Similarly, at the Amsterdam, Paris, or Zurich international airports escalators just beyond customs take you directly to the train station where you can board the sleek Très Grande Vitesse, whose rights-of-way now span Western Europe, making major cities from the Mediterranean to the North Sea reachable in a few hours. There are almost no weather delays, no airport security lines, and the train leaves no carbon contrails across the sky.
However, the international traveler arriving at JFK or LAX will find no such fast and efficient way of getting from the airport into New York or Los Angeles, or from city to city in the United States. Why does the United States lag behind when it comes to public transportation? The obstacles to good public transport are neither economic nor technological. The United States is not a poor country. There are no well-guarded secrets held by German railroad engineers. And although America’s big cities are more widely spaced than Europe’s, geographical distance is not a major impediment. Yet our major transportation corridors are clogged with automobile and truck traffic, our large airports are barely tied to mass transit, let alone to intercity trains, and in many places the only possible way to commute from suburb to city center is by car.
The problems with mass transit are emblematic of a much larger failing. The infrastructure of the United States is in dire need of repair and updating. Our roads, bridges, electrical grid, rail network, water and sewer systems, and public schools, libraries, and parks are inadequate, underfunded, and often poorly maintained. Exploding steam pipes, collapsing bridges, and broken water mains are everyday occurrences.
At the same time, we are facing a major environmental challenge. Left unchecked, global warming will likely lead to irreversible coastal flooding and desertification due to global climate change. Slowing this trend will require us to rely less on fossil fuels and more on renewables, and to establish and adhere to new patterns of energy use in daily life. And it will require us to adopt and observe a new set of rules for the uses of energy in future economic growth.
In order to meet this challenge and to address our future water, power, and transportation requirements, we need a new strategy of public investment. It is only by rebuilding and rewiring the country that we can become an environmentally responsible society while maintaining an acceptable standard of living.
In order to do so, we must overcome a number of obstacles. Some of these obstacles are bound up with federalism and our habits of public finance. Some are linked to interest group politics driven by powerful corporations. Some are the result of the systematic neglect of public capacity brought on by the assault on government by reactionary elites over the past generation. And some are what I would call intellectual landmines, planted by economists, who argue that if we pursue a strategy of major public infrastructure investment we risk blowing up the U.S. economy.

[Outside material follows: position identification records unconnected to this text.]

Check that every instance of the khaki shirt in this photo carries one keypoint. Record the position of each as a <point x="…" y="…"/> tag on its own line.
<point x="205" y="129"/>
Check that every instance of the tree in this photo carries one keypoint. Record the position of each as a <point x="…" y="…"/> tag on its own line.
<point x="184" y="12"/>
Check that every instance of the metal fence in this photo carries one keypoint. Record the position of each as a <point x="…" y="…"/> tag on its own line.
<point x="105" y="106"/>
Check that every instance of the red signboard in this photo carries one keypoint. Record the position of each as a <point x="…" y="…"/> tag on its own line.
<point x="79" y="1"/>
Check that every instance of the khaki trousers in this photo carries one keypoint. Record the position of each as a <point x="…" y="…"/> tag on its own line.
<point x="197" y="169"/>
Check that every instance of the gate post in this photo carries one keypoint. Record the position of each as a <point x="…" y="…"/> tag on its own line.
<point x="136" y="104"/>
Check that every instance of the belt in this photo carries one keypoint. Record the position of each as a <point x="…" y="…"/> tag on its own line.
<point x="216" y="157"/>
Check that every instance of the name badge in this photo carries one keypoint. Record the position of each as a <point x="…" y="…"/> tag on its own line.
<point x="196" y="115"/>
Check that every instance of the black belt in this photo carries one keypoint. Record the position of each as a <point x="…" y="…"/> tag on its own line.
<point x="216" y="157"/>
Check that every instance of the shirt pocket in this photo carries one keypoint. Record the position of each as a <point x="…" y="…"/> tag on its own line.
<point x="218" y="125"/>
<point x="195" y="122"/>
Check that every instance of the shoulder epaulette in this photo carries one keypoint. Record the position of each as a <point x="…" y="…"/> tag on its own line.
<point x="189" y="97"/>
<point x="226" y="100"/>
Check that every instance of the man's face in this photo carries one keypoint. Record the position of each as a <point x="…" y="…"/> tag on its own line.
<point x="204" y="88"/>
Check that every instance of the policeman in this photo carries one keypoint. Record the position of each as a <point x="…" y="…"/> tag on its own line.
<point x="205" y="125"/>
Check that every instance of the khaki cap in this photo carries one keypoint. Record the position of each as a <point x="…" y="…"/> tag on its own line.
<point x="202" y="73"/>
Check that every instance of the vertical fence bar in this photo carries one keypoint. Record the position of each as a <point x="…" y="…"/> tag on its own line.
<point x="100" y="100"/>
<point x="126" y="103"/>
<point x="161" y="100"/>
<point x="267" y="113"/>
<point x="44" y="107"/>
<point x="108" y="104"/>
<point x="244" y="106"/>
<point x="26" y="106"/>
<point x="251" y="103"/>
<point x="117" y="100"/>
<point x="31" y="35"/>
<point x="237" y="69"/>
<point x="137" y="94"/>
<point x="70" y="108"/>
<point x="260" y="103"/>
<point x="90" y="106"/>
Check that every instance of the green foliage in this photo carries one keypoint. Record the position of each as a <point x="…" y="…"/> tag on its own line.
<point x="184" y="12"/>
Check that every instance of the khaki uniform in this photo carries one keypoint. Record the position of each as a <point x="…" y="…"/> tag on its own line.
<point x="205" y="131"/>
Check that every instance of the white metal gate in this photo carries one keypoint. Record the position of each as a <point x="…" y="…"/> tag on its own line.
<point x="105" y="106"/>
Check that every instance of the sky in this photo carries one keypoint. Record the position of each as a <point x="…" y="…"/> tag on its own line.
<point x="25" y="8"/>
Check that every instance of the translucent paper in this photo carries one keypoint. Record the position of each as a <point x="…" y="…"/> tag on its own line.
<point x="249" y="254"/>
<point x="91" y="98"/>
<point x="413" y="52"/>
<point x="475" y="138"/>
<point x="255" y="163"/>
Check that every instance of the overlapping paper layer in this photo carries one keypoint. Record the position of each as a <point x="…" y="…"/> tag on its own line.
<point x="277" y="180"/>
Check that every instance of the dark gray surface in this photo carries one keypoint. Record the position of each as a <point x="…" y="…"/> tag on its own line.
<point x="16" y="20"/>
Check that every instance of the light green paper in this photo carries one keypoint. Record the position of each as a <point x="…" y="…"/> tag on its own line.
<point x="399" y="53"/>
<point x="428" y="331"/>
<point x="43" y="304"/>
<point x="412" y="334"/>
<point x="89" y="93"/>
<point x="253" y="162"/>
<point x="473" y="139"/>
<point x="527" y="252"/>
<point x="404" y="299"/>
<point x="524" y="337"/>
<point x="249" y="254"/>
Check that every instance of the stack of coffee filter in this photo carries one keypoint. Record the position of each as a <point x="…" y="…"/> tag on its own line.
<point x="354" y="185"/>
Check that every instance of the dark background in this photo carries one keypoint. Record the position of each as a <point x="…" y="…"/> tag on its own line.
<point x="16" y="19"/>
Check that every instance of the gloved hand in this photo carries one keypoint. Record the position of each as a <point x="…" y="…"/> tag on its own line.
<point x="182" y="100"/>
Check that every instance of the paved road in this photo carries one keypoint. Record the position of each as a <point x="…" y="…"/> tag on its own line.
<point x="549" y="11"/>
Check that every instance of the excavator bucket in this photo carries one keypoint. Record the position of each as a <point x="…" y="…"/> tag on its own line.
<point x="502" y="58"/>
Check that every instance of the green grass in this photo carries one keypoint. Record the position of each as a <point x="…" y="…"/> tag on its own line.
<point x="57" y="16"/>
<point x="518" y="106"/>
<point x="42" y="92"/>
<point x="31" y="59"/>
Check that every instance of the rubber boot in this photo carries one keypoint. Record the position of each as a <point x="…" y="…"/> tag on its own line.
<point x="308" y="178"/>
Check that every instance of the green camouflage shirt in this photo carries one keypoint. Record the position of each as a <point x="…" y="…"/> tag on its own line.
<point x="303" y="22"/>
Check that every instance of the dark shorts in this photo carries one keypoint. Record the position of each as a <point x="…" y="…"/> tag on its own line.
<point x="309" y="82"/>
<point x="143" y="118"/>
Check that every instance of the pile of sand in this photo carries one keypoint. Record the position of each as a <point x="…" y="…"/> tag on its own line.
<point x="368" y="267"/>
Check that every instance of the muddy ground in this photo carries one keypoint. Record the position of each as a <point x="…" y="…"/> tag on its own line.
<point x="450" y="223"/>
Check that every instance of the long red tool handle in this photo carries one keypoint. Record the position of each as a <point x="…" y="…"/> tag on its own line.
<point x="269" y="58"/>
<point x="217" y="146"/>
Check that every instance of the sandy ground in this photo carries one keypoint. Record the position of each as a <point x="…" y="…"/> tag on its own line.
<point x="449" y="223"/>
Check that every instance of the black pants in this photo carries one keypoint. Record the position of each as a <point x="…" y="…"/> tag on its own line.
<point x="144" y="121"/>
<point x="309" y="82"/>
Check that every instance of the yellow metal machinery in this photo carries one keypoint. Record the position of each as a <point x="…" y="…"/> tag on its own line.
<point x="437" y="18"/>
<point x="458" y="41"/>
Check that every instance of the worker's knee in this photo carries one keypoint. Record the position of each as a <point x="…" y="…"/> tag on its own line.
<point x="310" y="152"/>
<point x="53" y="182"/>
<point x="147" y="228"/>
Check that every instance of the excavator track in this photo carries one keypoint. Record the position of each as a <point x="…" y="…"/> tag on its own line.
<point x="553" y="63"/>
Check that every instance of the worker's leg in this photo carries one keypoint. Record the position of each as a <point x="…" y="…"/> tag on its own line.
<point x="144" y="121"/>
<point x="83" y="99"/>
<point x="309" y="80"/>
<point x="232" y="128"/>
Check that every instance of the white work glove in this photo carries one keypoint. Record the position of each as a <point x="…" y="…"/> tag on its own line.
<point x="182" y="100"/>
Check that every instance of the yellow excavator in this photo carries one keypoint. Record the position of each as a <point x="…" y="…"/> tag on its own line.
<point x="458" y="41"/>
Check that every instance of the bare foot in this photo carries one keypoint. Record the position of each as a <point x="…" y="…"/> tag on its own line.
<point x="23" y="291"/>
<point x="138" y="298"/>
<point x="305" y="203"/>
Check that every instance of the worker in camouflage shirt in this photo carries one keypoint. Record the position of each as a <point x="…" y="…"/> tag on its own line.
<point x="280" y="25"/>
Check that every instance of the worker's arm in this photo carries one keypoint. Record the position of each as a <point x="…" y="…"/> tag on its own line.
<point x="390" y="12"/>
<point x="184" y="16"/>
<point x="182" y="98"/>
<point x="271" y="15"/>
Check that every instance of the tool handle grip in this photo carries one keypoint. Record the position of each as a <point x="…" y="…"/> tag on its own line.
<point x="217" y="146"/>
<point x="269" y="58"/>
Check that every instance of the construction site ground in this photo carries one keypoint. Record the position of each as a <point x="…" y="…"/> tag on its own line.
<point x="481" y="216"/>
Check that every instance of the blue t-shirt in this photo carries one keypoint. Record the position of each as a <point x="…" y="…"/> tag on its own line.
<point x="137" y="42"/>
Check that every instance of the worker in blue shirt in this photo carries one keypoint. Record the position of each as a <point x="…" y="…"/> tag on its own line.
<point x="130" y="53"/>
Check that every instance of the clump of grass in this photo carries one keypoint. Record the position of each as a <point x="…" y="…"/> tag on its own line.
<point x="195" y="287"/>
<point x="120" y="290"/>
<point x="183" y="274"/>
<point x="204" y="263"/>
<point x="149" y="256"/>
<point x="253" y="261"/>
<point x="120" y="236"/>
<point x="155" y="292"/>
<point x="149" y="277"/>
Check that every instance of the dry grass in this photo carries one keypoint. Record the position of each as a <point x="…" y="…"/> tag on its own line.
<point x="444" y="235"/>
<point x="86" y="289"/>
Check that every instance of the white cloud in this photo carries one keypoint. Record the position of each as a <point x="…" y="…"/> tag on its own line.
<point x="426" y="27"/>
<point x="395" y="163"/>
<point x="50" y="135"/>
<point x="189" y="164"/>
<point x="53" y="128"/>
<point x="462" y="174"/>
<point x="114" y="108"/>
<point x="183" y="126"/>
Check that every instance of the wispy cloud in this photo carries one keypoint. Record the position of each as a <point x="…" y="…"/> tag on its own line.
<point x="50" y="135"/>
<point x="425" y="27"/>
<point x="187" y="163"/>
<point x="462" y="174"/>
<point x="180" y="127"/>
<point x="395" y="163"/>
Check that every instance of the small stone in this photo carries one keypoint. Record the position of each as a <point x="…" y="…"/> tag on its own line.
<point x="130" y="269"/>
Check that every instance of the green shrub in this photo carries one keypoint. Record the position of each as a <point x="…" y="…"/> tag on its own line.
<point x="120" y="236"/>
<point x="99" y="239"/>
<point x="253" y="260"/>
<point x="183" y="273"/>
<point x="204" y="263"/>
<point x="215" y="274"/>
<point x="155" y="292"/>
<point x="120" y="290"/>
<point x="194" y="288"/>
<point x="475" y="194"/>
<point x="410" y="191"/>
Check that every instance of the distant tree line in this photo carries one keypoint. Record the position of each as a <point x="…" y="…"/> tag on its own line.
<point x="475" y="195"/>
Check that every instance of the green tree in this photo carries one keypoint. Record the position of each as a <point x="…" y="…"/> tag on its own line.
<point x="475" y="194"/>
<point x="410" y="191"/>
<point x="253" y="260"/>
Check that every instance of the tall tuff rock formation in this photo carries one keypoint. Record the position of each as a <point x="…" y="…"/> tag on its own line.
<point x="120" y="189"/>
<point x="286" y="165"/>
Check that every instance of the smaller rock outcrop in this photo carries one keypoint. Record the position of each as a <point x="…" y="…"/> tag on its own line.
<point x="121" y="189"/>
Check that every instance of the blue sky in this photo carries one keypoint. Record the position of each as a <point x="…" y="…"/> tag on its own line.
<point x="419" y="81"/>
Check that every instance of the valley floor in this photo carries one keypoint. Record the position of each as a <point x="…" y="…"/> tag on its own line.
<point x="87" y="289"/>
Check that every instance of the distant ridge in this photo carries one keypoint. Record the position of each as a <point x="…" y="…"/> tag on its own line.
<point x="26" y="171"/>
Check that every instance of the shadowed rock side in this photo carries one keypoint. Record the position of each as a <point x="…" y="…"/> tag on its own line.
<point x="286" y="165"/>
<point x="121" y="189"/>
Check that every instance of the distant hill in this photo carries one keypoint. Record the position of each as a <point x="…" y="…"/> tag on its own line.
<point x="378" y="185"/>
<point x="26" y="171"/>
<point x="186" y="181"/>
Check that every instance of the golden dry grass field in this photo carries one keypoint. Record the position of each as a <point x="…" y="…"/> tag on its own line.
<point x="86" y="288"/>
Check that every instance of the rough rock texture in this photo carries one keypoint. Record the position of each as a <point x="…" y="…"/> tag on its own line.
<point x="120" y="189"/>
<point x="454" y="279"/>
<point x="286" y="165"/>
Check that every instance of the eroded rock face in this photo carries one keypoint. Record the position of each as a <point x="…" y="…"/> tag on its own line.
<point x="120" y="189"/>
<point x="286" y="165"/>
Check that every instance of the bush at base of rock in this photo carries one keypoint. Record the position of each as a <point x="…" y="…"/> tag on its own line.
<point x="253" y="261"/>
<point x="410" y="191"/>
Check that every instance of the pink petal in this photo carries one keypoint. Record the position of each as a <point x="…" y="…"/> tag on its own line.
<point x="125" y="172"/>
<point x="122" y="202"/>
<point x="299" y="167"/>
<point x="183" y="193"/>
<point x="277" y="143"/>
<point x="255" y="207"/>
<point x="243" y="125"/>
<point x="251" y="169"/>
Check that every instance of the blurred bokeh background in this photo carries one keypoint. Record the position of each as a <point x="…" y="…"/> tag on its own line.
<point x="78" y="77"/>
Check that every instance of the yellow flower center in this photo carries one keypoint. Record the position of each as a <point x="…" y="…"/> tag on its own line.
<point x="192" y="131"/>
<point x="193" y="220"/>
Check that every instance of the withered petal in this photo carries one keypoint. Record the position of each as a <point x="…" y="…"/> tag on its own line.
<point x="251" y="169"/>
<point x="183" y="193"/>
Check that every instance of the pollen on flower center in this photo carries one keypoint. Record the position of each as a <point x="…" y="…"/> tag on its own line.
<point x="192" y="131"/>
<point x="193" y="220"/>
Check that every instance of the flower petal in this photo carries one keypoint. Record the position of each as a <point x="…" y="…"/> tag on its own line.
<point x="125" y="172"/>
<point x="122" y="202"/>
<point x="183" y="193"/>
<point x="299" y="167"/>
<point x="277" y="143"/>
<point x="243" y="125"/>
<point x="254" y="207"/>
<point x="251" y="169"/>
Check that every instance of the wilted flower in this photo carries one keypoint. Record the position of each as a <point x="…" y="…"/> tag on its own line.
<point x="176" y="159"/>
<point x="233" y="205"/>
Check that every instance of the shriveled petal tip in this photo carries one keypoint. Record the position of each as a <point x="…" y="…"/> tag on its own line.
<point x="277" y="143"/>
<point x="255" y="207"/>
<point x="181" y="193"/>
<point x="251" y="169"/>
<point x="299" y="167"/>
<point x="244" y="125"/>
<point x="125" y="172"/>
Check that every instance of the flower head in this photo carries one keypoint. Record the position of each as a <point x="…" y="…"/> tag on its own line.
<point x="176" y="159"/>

Do the laws of economics and the condition of the U.S. economy stand in the way of a new strategy of public infrastructure investment? Are the financial hurdles insuperable, or even substantial? Would the private economy incur an unbearable burden? Would we face inflation, high interest rates, or a flight from the U.S. dollar on world currency markets? And, to the extent that dangers of this type exist, what policies would be required to keep them under control?
This paper addresses these questions. However, I should say that in reaching my conclusions, I have made a number of (admittedly heroic) assumptions. I assume that a growing understanding of the parlous state of our infrastructure and, especially, of the threat posed by global warming will soon lead to consensus on the need for action. I assume that the federal government can organize a cooperative approach by Congress and state and local governments. I assume that the most vociferous opponents of a new strategy—the coal and oil companies, the automobile companies, aerospace manufacturers, and the airlines—can be overcome. And I assume that the relevant federal agencies can be rebuilt and staffed with competent professionals who enjoy access to the White House.